New research suggests concerns over quality are hindering grocery ecommerce, as many shoppers are wary of buying fresh and frozen goods online, thereby preventing full-basket shopping trips.
An August 2019 eMarketer survey conducted by Bizrate Insights found that online grocery shoppers are twice as likely to buy nonperishables as perishable items. Among shoppers who had purchased groceries online in the past month, 84% bought nonperishables (e.g., packaged snacks, dry goods, etc.) and just 45% bought perishables (e.g., fresh meat, frozen vegetables, etc.).

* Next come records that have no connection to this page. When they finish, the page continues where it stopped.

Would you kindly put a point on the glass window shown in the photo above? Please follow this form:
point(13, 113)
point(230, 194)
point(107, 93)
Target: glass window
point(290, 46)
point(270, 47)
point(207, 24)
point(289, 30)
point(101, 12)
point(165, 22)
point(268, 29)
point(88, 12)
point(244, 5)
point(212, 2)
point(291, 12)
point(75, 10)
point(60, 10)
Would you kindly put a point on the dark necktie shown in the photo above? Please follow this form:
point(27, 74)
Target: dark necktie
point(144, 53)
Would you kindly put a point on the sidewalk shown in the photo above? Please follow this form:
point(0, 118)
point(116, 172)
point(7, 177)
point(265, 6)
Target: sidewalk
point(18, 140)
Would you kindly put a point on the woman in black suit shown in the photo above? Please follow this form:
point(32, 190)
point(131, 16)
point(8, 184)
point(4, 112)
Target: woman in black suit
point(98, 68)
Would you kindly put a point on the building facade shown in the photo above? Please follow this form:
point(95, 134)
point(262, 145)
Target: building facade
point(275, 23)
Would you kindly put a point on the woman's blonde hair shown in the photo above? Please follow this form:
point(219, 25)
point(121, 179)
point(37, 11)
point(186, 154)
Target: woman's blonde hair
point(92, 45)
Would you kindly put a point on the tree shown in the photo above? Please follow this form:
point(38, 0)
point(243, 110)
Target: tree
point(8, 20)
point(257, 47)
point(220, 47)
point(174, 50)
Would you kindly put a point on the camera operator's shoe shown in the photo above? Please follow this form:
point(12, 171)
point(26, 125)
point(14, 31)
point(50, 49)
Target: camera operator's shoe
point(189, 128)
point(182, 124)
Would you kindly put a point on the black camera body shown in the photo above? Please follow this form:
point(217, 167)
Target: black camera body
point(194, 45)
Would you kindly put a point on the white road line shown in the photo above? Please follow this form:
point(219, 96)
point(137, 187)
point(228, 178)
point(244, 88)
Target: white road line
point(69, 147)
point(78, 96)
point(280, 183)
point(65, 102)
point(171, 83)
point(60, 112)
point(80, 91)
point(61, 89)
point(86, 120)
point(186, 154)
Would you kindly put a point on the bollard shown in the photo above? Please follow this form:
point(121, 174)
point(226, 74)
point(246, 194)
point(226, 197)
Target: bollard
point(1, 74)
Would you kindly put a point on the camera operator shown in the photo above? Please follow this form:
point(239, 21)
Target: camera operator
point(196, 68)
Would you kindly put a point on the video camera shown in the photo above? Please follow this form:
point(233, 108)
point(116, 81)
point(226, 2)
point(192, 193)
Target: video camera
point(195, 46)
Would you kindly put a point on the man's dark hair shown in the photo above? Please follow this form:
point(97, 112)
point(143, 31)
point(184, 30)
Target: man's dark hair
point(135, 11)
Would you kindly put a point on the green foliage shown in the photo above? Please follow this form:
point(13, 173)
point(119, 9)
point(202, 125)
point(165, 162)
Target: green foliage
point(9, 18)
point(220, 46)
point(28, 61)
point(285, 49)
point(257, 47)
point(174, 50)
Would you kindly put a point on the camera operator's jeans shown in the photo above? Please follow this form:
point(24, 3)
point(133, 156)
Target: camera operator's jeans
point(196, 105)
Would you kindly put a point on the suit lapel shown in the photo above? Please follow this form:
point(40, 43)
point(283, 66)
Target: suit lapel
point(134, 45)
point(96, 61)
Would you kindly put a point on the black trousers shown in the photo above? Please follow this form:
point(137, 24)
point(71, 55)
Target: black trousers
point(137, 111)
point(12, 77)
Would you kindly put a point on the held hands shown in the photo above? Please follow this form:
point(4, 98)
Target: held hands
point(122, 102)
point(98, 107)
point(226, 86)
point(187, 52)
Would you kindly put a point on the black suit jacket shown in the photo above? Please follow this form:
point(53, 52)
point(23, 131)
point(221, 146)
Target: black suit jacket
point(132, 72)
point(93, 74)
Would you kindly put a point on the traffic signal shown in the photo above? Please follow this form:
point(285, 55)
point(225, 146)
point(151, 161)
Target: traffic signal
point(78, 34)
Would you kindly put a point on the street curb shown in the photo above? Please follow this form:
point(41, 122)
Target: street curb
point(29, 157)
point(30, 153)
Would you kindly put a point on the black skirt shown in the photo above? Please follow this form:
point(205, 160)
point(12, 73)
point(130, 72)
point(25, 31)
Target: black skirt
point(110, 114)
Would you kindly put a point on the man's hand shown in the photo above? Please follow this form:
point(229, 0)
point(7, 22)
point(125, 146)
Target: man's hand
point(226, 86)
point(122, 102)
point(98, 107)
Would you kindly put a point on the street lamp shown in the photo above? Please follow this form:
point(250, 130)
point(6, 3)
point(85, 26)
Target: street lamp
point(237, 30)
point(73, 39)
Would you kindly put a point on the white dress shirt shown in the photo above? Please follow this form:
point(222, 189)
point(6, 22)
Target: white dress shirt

A separate survey conducted the same month by Bizrate Insights and Varcode, a company that provides digital solutions for monitoring the status and temperature of sensitive goods, found that 25.8% of internet users said they had purchased fresh or frozen goods online for home delivery before, including meat (57%), refrigerated foods (56%) and frozen foods (55%).
Among the nearly three-quarters of respondents who have never ordered groceries online for delivery, concerns about freshness and quality appear to be major impediments to adoption. The same Varcode survey found that 55% of internet users who haven’t ordered fresh or frozen groceries for home delivery cited temperature and freshness as reasons for not having done so. That number is even higher (59.4%) among 18- to 34-year-olds, who represent a key demographic currently driving growth in grocery ecommerce.
Online ordering has at minimum a perception problem—if not a legitimate product problem—given the complicated logistics of online food delivery. Another survey by eMarketer and Bizrate Insights conducted in March 2019 asked online shoppers which aspects of online grocery shopping are better than in-store. Shoppers were least likely to believe the food is fresher when they buy it online. What’s more, the Varcode survey found that 7.7% of shoppers who had bought fresh or frozen food online for home delivery thought they or someone they know had gotten sick from eating food that “arrived too warm or spoiled.”
While attributing sickness to temperature issues might be more perception than reality, such skepticism can curb consumer adoption and undercut growth potential.
Proper temperature management across the supply chain is critical to keeping food fresh. It’s much easier to coordinate between warehouses and grocery stores than it is among warehouses, grocery stores, packing operations and last-mile delivery services. The more handoffs in the process and the more time from store shelves to customers’ refrigerators, the greater likelihood that an issue will arise. And customers experience it acutely when their milk or chicken breasts are delivered at room temperature, which can turn them off from the experience as a whole.
Retailers that can guarantee groceries ordered online are as fresh as what shoppers would buy in-store will earn their customers’ trust. Establishing that trust factor as grocery ecommerce hits an inflection point is critical for any grocery retailer that hopes to succeed in this burgeoning landscape.